É evidente que, se o endividamento público continuar crescendo ao ritmo atual, problemas surgirão. No entanto, um olhar mais atento aos dados indica que a dívida pública no Brasil não está crescendo devido a um descontrole fiscal. O deficit primário previsto para 2024 é de 0,5% do PIB e será um dos menores observados na série histórica desde 2014. Ademais, se o pacote fiscal anunciado no último mês for aprovado no Congresso e entregar o impacto prometido, há a possibilidade de zerar o deficit primário em 2025. Sendo assim, como explicar a dinâmica da dívida pública recente?
Desde a saída da pandemia com os consecutivos "furos" no teto de gastos, o custo de rolagem da dívida bruta medido pela taxa implícita de juros passou a ser superior aos 10% ao ano. Ao longo do ano passado, mesmo diante das quedas na Selic, ou ainda da aprovação do Arcabouço Fiscal (NAF), esse custo de rolagem pouco se alterou.

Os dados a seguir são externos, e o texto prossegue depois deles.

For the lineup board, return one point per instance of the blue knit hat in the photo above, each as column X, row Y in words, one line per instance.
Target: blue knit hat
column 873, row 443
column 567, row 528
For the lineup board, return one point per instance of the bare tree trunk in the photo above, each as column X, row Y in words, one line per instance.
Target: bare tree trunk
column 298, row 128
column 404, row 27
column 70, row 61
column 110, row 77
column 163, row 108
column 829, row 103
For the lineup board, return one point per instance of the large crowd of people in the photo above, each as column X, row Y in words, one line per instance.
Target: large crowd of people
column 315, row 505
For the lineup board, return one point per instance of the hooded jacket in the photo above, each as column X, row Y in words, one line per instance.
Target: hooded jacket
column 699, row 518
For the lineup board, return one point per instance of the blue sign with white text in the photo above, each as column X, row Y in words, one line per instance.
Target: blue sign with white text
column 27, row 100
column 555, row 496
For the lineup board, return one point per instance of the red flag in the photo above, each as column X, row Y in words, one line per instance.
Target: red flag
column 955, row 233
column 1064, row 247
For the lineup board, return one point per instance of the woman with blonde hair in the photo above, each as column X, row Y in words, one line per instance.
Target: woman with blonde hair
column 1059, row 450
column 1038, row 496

Em suma, a dinâmica do endividamento público está relacionada ao seu custo de rolagem, que, por sua vez, está condicionado a uma percepção de risco dos seus financiadores, que têm exigido um prêmio elevado. Com isso, conclui-se que o problema brasileiro é mais de cunho expectacional do que fiscal propriamente dito. Em outras palavras, há algo na percepção subjetiva dos agentes que tem produzido a precificação de uma dinâmica preocupante da dívida pública, isso tem gerado efeitos colaterais sobre a taxa de juros, a inflação e sobre a própria trajetória da dívida.
Para lidar com a subjetividade da percepção dos agentes sobre o estado da economia, um amplo sistema de âncoras macroeconômicas foi desenvolvido nas últimas décadas, visando cadenciar expectativas. O Regime de Metas de Inflação (RMI) é uma âncora que informa para onde o BCB guiará a inflação num horizonte de tempo. É claro que, quando se passam cinco anos e a inflação não retorna à sua meta, os agentes perdem a confiança na âncora e passam a buscar outros indexadores para guiar suas decisões. Âncoras cambiais são menos usuais. Entretanto, mesmo em regimes de câmbio flutuante, algum grau de intervenção no câmbio, mantendo sua volatilidade dentro de certos limites, pode ajudar a coordenar expectativas.
Há, ainda, âncoras fiscais, que informam aos agentes o padrão de manuseio dos impostos e gastos. Nos últimos 25 anos, tais âncoras passaram por descontinuidades. Ao todo, o regime de metas primárias, o teto de gastos e, agora, o NAF revezaram no papel de âncora fiscal no país. Talvez, essas descontinuidades estejam na raiz da desconfiança dos agentes quanto ao problema fiscal brasileiro. O fato é que o governo tem feito um substancial esforço fiscal cujo resultado está sendo uma redução substancial do deficit primário, mas a precificação do risco fiscal observada no custo de rolagem da dívida está indo na direção oposta.
Isso mostra que o sistema de âncoras no Brasil não tem performado bem. Não há um problema macroeconômico em curso no país, há um problema reputacional das instituições macroeconômicas. Do lado monetário, o BCB sobe juros e a inflação segue acomodada no teto da meta, já, do lado fiscal, o governo reduz o deficit primário e o endividamento público cresce impulsionado pelo custo de rolagem. Blanchard (2021) disserta sobre mudanças abruptas na percepção dos agentes que guiam a economia de um bom equilíbrio para um mau equilíbrio independentemente de mudanças objetivas no estado da economia. Se esse for o caso do Brasil, o retorno a um bom equilíbrio depende mais de uma boa comunicação e de credibilidade das autoridades do país do que do simples manuseio dos instrumentos de política.